A multimedia platform

Launched in 2015, Nigeria Health Watch uses multimedia platforms to disseminate health information and advocate for Nigerians to be better informed. The organisation produces radio and video content in addition to a podcast series to discuss and highlight important health issues. 

In February 2023 they launched the podcast Break It Down, which focuses on core healthcare issues in Nigeria. Guests on the show are hosted by in-house staff who have expertise on health topics. Journalists from Nigeria Health Watch regularly appear on radio stations across the country to discuss health topics like obesity, malaria and changing health patterns.

Alagboso said the podcast is in alignment with the idea of helping people understand complicated health issues and technical jargons. 

“The idea was really to discuss these issues in a way that they are easily relatable, so we can understand these things, engage better and use that information to demand for better healthcare,” he said. 

Reaching rural audiences

Vivianne Ihekweazu, the managing director at Nigeria Health Watch, said rural communities experience real healthcare challenges and it's important they have the right information to make informed decisions. 

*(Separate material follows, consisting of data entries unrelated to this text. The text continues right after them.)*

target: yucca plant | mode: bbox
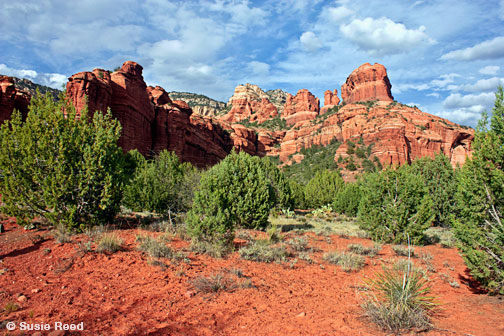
[363,264,438,333]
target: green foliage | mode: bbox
[333,182,361,217]
[305,170,344,208]
[358,165,434,244]
[261,156,294,209]
[453,87,504,294]
[411,153,457,227]
[187,152,275,245]
[288,179,306,209]
[0,94,124,230]
[283,139,341,184]
[123,150,199,213]
[363,266,436,334]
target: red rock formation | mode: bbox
[341,63,394,104]
[282,89,320,125]
[324,89,340,106]
[280,103,474,166]
[221,84,278,124]
[0,76,30,125]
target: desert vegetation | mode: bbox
[0,88,504,333]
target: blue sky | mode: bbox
[0,0,504,126]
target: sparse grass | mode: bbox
[4,302,19,314]
[192,273,238,293]
[392,245,415,257]
[96,233,123,253]
[191,240,231,258]
[348,244,382,257]
[239,242,289,263]
[287,237,311,252]
[323,251,365,272]
[136,236,178,259]
[362,268,436,333]
[439,273,460,288]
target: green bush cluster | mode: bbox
[0,94,125,230]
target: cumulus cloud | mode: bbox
[0,64,67,89]
[479,65,500,75]
[328,6,354,23]
[299,31,322,52]
[248,61,270,75]
[441,36,504,61]
[443,93,495,112]
[340,17,435,55]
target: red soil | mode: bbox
[0,219,504,335]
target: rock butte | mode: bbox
[0,61,474,173]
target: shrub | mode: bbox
[411,153,457,227]
[305,170,344,208]
[333,183,361,217]
[0,94,124,231]
[123,150,198,214]
[187,152,275,245]
[358,165,434,244]
[96,233,123,253]
[347,244,381,257]
[239,242,289,263]
[323,252,365,272]
[363,267,436,333]
[453,87,504,294]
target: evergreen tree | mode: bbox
[188,152,275,245]
[305,170,345,208]
[411,153,457,227]
[0,94,124,230]
[358,165,434,244]
[453,87,504,294]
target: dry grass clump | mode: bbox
[239,241,289,263]
[362,264,437,333]
[323,251,366,272]
[347,244,381,257]
[96,233,123,253]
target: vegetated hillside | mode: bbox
[168,91,226,117]
[0,61,474,175]
[12,77,61,99]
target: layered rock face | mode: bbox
[0,76,30,125]
[168,91,226,117]
[282,89,320,125]
[341,63,394,104]
[221,83,278,124]
[280,102,474,166]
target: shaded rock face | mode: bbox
[282,89,320,125]
[0,76,30,124]
[341,63,394,104]
[221,84,278,124]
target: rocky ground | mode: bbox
[0,217,504,335]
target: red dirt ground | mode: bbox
[0,219,504,336]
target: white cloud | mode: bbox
[479,65,500,75]
[443,93,495,112]
[299,31,322,52]
[0,64,67,89]
[328,6,354,23]
[340,17,435,55]
[441,36,504,61]
[248,61,270,75]
[431,73,461,90]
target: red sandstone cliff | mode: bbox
[0,76,30,125]
[341,63,394,104]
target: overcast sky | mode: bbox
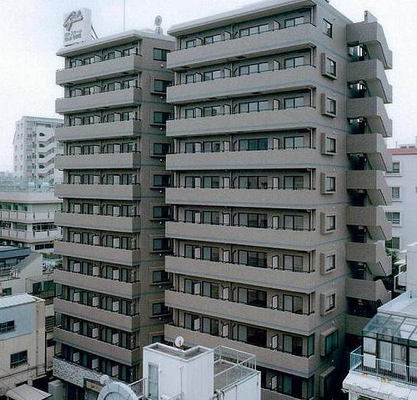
[0,0,417,170]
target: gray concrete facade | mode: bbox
[54,31,174,398]
[165,0,392,400]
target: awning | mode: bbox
[6,384,52,400]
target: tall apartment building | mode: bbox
[0,191,62,253]
[165,0,392,400]
[54,30,174,399]
[386,145,417,251]
[13,116,63,184]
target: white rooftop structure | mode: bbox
[98,343,261,400]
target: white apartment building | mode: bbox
[13,116,63,184]
[0,189,62,253]
[386,145,417,251]
[0,294,46,399]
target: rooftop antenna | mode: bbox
[155,15,164,35]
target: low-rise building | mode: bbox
[0,294,46,398]
[343,290,417,400]
[0,188,61,253]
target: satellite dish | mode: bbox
[174,336,184,349]
[155,15,162,26]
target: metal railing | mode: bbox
[350,347,417,386]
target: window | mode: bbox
[153,111,171,125]
[239,62,269,75]
[284,17,305,28]
[148,363,159,400]
[385,211,401,225]
[324,254,336,272]
[239,24,269,37]
[324,293,336,312]
[325,176,336,193]
[324,330,339,356]
[204,33,222,44]
[153,143,170,156]
[153,48,169,61]
[326,57,336,76]
[323,19,333,37]
[385,236,401,250]
[324,137,336,153]
[0,321,15,335]
[284,97,304,109]
[391,186,400,200]
[326,97,336,115]
[10,350,28,368]
[325,215,336,232]
[152,303,169,316]
[390,161,400,174]
[153,79,171,93]
[239,138,268,151]
[284,254,303,272]
[152,270,169,283]
[284,57,304,69]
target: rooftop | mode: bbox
[0,293,37,309]
[168,0,352,36]
[57,29,175,57]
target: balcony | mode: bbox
[166,148,323,171]
[165,222,320,251]
[167,23,321,70]
[54,297,140,332]
[344,347,417,388]
[346,278,391,304]
[346,207,392,240]
[0,210,55,224]
[167,106,322,137]
[347,97,392,137]
[346,170,392,206]
[165,256,321,294]
[55,120,142,142]
[347,59,392,103]
[346,22,392,69]
[166,188,323,210]
[167,65,321,104]
[164,325,318,377]
[55,152,141,170]
[346,133,392,171]
[55,88,142,114]
[55,183,141,200]
[0,229,61,243]
[346,242,392,277]
[52,357,103,388]
[54,328,141,365]
[55,241,140,266]
[165,290,318,335]
[55,212,141,232]
[56,55,143,85]
[54,269,141,299]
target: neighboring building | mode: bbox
[54,31,174,399]
[386,145,417,250]
[0,246,55,371]
[0,294,46,400]
[0,188,62,253]
[98,343,261,400]
[13,116,63,184]
[343,290,417,400]
[165,0,392,399]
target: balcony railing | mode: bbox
[174,63,316,86]
[178,21,316,50]
[350,347,417,386]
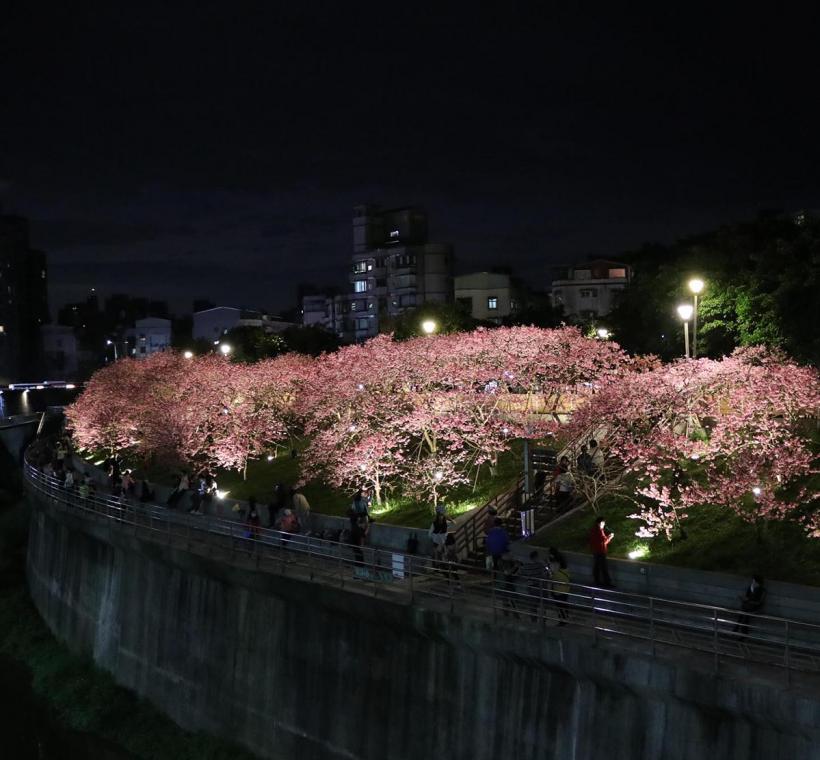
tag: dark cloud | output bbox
[0,0,820,314]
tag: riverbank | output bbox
[0,501,254,760]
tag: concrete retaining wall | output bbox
[28,492,820,760]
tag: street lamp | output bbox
[689,277,703,359]
[678,303,692,359]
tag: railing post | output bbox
[489,568,498,622]
[407,554,415,604]
[786,620,792,686]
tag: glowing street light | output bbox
[678,303,692,359]
[689,277,704,359]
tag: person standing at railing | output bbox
[486,517,510,571]
[589,517,615,588]
[245,496,259,541]
[733,575,766,640]
[291,480,310,530]
[427,512,448,562]
[553,457,575,512]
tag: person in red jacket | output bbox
[589,517,615,588]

For example, they started a community health watch project which shares stories from people in local communities. “We've trained community health watch reporters in some communities and they are now the ones who collect some of these stories from people in their communities. Many of them do not really have a platform or even the ability to voice their experience of healthcare delivery and healthcare access,” she said. “Through this community health watch project, we now have community-based reporters who are in those communities, which is of course a great benefit.”

Nigeria Health Watch team during an outreach in Shanga Local Government Area, Kebbi State, Northern Nigeria. Photo provided by Nigeria Health Watch
Nigeria Health Watch team during an outreach activity in Shanga Local Government Area, Kebbi State, Northern Nigeria. | Photo provided by Nigeria Health Watch

Ihekweazu said they publish these community-based stories to reach a much wider audience, especially decision-makers  and policy leaders. “To make sure the community has a voice within their community to share their experience, we hold town hall meetings where people in the community can come face to face with people who have a responsibility for delivering healthcare,” she said.

Ihekweazu noted that they organise community surveys where people in communities can share their perceptions and experience of accessing health care. 

The challenges ahead

Ihekweazu said the main challenge for the organisation has been that of workforce – hiring people with the required skills, due to the unique work they do in health advocacy and communication. 

“The work we do depends on people because they are the ones who generate knowledge,” she said. “It's difficult to recruit people with that specific skill set. You don't find it off the shelf. We've often had people who come in and it's only through working in the organisation that you now train them up, and then they now learn and understand the way we do our work.”

Working with bureaucracy in the health sector and adapting to transitions that come with new leadership changes are two challenges they also face. “You are now in the work of almost having to build a relationship, and also bring them back up to speed when something changes. But that's inevitable.”

As a grant dependent organisation, she added being able to get funds that actually are enough to keep the organisation going is another headwind they deal with: “Putting it very bluntly, without those grant funds, you can't sustain yourself, but we've been actually fortunate in that sense since our inception.”

The organisation and their communications and solutions journalism projects receive funding from donor nonprofits, including the Solutions Journalism Network, Bill and Melinda Gates Foundation, MSD for Mothers focusing on maternal health, UK-based Coalition for Epidemic Preparedness Innovations (CEPI), the U.S Center for Disease Control among others. 

But Ihekweazu said funding remains a challenge, as you constantly “have to ensure that you have the funds to keep you going. But I don't think this is unique to us. Most nonprofits face similar problems.”